In this booming job market, workers are quitting by ‘ghosting’
Economists report that workers are starting to act like millennials on Tinder: They’re ditching jobs with nary a text.
“A number of contacts said that they had been ‘ghosted,’ a situation in which a worker stops coming to work without notice and then is impossible to contact,” the Federal Reserve Bank of Chicago noted in December’s Beige Book report, which tracks employment trends.
National data on economic “ghosting” is lacking. The term, which normally applies to dating, first surfaced on Dictionary.com in 2016. But companies across the country say silent exits are on the rise.
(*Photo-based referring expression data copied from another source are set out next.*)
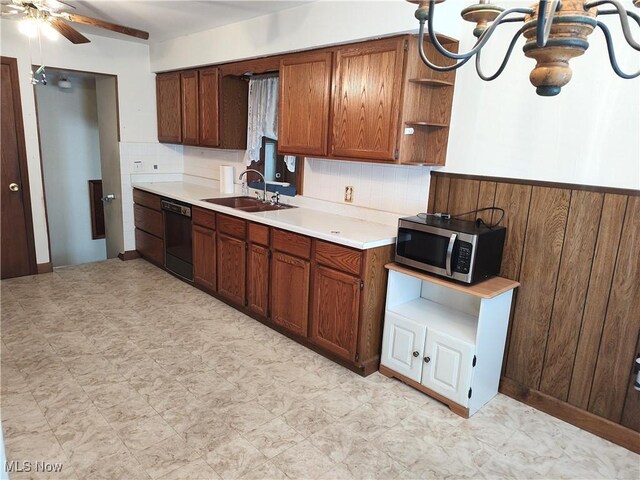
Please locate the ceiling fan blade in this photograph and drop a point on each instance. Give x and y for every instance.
(68, 31)
(72, 17)
(56, 5)
(11, 8)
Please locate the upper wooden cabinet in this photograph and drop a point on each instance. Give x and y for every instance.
(203, 108)
(385, 104)
(169, 107)
(366, 100)
(305, 92)
(189, 90)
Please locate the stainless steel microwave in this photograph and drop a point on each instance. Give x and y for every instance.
(455, 249)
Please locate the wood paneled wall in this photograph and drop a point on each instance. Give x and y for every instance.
(575, 325)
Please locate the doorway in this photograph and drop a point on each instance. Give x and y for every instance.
(16, 230)
(79, 145)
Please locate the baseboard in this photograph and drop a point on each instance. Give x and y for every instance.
(602, 427)
(45, 268)
(128, 255)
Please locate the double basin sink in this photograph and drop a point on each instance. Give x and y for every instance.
(247, 204)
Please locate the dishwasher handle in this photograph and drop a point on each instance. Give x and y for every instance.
(174, 207)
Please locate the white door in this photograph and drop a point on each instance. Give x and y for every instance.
(106, 99)
(402, 345)
(448, 366)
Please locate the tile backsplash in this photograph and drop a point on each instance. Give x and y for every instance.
(385, 188)
(391, 188)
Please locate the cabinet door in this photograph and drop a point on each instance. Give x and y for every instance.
(449, 366)
(208, 107)
(258, 279)
(189, 88)
(169, 107)
(204, 257)
(366, 100)
(290, 292)
(335, 312)
(231, 268)
(303, 117)
(403, 345)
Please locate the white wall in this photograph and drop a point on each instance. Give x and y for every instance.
(136, 95)
(311, 25)
(70, 157)
(588, 134)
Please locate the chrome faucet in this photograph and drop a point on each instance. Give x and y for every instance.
(264, 182)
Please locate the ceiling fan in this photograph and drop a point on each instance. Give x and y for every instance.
(52, 14)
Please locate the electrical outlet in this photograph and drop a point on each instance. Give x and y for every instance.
(348, 194)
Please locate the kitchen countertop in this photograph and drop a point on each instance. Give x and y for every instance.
(350, 231)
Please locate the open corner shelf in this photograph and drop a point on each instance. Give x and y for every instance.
(431, 82)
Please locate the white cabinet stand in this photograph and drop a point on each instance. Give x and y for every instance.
(446, 339)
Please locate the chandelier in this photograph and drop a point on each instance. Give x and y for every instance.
(555, 32)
Analysts blame America’s increasingly tight labor market. Job openings have surpassed the number of seekers for eight straight months, and the unemployment rate has clung to a 49-year low of 3.7% since September.
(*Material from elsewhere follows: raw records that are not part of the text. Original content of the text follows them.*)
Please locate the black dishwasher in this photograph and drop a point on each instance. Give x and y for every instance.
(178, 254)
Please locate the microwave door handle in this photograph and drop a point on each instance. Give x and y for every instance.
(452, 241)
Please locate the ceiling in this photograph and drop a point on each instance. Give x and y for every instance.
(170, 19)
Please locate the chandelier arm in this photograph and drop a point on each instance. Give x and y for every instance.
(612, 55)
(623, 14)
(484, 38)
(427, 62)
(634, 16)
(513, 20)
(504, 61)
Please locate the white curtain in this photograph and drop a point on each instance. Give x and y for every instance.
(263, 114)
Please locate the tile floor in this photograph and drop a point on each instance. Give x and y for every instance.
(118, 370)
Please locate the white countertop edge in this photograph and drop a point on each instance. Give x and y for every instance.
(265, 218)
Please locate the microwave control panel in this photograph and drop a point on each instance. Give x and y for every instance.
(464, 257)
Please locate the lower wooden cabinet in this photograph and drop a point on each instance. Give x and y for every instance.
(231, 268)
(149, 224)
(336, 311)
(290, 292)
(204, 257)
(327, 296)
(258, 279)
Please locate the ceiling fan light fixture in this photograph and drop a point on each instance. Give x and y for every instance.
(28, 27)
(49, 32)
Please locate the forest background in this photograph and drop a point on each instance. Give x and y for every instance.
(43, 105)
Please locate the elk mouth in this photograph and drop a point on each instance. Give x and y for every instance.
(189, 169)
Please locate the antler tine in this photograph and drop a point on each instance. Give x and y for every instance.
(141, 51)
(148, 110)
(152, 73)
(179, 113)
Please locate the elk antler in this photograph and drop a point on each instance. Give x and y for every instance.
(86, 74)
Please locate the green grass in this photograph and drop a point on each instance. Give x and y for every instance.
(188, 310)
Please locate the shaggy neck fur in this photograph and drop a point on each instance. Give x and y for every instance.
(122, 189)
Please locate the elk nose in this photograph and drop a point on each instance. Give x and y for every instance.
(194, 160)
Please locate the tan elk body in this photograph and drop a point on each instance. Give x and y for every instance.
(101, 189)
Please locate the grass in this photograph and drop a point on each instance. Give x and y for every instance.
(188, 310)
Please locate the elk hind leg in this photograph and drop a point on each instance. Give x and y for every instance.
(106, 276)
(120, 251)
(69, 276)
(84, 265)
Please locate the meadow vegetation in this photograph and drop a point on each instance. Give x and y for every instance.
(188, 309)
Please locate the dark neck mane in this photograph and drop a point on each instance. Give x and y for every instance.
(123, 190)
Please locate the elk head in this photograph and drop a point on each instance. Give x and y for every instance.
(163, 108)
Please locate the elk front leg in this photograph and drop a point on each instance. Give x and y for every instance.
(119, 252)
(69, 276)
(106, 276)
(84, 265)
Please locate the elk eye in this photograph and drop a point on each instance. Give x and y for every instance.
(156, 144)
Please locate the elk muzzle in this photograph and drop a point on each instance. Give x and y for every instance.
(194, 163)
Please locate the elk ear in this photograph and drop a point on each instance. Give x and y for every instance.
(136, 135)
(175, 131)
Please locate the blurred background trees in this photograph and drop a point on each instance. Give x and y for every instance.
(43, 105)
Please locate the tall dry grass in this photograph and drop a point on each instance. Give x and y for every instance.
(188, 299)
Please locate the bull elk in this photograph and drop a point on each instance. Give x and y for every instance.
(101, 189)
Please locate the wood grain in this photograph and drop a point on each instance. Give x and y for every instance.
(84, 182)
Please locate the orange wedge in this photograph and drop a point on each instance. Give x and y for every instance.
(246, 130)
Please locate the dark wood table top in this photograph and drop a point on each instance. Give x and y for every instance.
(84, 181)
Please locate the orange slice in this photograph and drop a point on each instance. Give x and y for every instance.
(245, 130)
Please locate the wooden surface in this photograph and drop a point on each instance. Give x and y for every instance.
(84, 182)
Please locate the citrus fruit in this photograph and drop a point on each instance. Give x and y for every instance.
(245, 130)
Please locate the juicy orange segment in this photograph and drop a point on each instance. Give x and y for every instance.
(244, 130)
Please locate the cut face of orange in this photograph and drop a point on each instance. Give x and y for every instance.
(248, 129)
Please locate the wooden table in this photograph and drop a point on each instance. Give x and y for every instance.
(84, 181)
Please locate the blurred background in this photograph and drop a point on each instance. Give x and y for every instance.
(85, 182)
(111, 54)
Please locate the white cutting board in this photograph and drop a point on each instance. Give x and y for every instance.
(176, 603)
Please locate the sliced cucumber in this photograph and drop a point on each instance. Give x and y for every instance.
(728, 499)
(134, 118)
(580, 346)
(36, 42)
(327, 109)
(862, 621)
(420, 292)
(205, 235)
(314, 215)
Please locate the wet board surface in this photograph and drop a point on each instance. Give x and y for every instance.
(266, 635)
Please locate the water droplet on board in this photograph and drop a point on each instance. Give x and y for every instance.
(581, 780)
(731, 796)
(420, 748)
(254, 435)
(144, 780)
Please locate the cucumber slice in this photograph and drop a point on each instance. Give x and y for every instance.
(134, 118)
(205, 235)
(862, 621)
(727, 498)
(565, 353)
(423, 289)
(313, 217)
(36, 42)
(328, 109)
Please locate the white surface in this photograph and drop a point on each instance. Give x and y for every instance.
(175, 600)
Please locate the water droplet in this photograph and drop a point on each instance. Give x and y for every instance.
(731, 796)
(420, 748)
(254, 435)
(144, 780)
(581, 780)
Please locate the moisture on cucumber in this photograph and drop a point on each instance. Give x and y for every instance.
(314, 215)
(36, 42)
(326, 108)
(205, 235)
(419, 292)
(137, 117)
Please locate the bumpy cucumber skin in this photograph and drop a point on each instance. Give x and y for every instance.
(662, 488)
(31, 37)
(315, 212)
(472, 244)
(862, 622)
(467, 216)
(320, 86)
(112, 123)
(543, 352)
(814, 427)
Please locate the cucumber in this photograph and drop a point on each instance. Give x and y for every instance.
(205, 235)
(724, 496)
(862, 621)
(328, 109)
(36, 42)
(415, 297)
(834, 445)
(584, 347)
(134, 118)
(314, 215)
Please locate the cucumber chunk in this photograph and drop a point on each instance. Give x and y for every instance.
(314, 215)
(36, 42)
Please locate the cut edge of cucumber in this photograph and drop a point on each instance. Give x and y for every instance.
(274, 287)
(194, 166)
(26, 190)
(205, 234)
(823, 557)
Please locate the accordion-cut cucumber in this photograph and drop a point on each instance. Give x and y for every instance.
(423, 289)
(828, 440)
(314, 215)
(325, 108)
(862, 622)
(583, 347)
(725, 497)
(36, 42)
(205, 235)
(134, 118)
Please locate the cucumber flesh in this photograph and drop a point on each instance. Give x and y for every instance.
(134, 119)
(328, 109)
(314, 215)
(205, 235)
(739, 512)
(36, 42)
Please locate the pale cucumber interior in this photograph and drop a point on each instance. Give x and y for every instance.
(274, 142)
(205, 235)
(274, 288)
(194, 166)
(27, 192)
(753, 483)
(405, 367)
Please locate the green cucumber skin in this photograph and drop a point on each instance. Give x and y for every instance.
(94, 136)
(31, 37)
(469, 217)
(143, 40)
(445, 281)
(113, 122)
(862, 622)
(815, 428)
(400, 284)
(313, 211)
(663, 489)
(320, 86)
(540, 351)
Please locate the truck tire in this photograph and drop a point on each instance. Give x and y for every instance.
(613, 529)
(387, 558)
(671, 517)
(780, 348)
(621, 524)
Janitors, baristas, welders, accountants, engineers — they’re all in demand, said Michael Hicks, a labor economist at Ball State University in Indiana. More people may opt to skip tough conversations and slide right into the next thing.
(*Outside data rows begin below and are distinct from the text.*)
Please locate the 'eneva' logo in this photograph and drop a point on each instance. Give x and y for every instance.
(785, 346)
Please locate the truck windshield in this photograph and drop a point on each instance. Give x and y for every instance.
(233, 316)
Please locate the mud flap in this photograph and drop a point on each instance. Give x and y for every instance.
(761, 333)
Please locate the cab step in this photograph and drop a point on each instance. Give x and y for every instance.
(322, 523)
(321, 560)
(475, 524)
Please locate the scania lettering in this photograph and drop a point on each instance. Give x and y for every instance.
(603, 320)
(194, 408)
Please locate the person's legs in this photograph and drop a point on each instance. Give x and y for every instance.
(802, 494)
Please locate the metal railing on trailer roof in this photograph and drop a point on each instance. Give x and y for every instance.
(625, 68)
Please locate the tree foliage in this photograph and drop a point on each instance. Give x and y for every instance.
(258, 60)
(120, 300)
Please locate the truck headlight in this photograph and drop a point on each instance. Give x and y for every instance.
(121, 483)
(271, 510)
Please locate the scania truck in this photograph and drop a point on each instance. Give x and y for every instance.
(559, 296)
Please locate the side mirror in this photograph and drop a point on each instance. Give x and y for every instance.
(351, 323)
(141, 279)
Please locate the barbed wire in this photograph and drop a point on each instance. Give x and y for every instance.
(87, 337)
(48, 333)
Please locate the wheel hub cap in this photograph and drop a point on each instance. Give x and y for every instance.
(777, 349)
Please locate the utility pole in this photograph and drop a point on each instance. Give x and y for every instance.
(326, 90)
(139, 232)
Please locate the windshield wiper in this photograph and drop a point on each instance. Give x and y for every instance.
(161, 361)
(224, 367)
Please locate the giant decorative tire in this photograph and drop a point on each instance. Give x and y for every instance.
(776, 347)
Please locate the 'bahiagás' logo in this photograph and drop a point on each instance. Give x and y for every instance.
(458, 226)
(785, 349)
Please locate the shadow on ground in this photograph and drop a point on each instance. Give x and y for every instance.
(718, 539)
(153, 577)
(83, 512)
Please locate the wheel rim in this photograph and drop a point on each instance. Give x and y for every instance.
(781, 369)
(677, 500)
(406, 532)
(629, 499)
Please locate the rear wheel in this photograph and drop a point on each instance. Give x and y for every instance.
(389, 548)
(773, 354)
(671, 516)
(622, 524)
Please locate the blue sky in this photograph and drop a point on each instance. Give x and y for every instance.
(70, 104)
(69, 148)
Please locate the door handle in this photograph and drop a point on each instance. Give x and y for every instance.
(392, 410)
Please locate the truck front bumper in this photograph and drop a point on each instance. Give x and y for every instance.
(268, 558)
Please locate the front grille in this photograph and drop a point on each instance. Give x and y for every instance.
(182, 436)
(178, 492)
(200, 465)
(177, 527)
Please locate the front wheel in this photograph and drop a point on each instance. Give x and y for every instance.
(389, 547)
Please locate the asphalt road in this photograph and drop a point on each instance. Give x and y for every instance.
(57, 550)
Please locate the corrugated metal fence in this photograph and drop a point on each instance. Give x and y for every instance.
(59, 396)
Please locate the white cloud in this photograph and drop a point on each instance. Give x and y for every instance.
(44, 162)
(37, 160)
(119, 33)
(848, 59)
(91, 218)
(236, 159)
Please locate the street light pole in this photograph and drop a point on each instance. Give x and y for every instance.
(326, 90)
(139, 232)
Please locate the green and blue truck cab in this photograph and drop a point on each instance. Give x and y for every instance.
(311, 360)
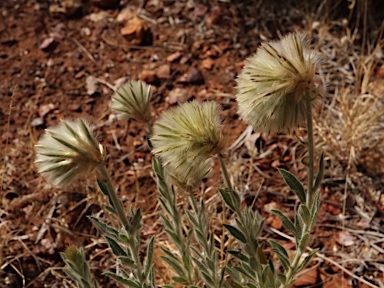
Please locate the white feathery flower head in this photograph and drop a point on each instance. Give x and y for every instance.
(187, 136)
(67, 151)
(132, 101)
(273, 84)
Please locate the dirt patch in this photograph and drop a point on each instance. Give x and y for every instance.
(58, 59)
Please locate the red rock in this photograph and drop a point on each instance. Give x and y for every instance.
(105, 4)
(177, 95)
(135, 31)
(207, 63)
(311, 277)
(194, 76)
(45, 109)
(163, 71)
(173, 57)
(148, 76)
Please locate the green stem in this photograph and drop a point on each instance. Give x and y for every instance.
(225, 173)
(118, 206)
(310, 151)
(309, 200)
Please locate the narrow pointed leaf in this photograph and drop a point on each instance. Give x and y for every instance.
(281, 253)
(227, 199)
(148, 260)
(122, 280)
(116, 248)
(236, 233)
(320, 173)
(304, 213)
(294, 184)
(306, 260)
(286, 222)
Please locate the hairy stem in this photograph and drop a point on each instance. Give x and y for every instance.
(310, 193)
(118, 206)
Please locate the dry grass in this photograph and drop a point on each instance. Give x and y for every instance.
(349, 129)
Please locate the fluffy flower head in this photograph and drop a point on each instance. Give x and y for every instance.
(187, 136)
(273, 84)
(132, 101)
(66, 151)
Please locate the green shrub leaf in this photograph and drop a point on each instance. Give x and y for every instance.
(294, 184)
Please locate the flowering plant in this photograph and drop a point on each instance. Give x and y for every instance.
(275, 92)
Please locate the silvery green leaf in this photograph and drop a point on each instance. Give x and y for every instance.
(165, 206)
(122, 280)
(239, 255)
(227, 198)
(127, 262)
(152, 278)
(304, 213)
(124, 237)
(111, 209)
(315, 209)
(298, 226)
(104, 227)
(320, 173)
(192, 218)
(281, 253)
(236, 233)
(148, 261)
(261, 256)
(102, 187)
(207, 279)
(282, 278)
(105, 191)
(268, 277)
(135, 222)
(286, 222)
(303, 242)
(116, 248)
(222, 276)
(306, 260)
(180, 280)
(246, 272)
(294, 184)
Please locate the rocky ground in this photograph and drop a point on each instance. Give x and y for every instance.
(62, 59)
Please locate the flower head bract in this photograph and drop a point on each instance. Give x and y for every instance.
(66, 151)
(274, 82)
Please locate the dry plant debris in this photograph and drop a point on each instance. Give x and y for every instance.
(60, 63)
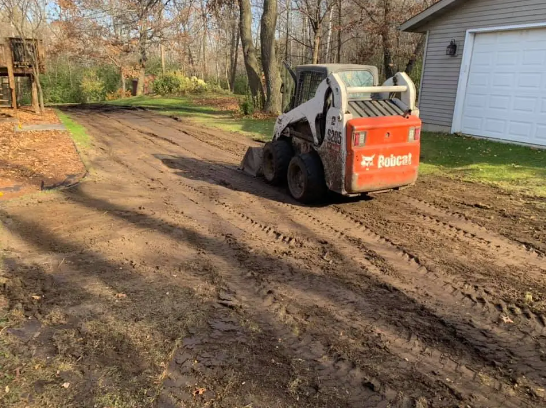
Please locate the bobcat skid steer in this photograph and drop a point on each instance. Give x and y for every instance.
(342, 132)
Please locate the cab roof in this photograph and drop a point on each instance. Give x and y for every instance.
(332, 68)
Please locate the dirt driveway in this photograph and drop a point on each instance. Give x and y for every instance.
(170, 279)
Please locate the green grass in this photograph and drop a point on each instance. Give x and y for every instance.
(78, 132)
(184, 106)
(511, 167)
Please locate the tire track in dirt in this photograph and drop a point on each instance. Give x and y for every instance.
(336, 373)
(477, 295)
(299, 209)
(460, 378)
(467, 227)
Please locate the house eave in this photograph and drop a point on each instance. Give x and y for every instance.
(417, 23)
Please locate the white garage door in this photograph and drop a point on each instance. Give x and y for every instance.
(506, 92)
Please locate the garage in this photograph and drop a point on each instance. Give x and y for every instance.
(484, 68)
(505, 95)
“Why hassle with a boss and a bunch of out-processing,” he said, “when literally everyone has been hiring?”
Recruiters at global staffing firm Robert Half have noticed a 10% to 20% increase in ghosting over the last year, D.C. district President Josh Howarth said.
Applicants blow off interviews. New hires turn into no-shows. Workers leave one evening and never return.
“You feel like someone has a high level of interest, only for them to just disappear,” Howarth said.
Over the summer, woes he heard from clients emerged in his own life. A job candidate for a recruiter role asked for a day to mull over an offer, saying she wanted to discuss the terms with her spouse.
Then she halted communication.
“In fairness,” Howarth said, “there are some folks who might have so many opportunities they’re considering, they honestly forget.”
Keith Station, director of business relations at Heartland Workforce Solutions, which connects job hunters with companies in Omaha, said workers in his area are most likely to skip out on low-paying service positions.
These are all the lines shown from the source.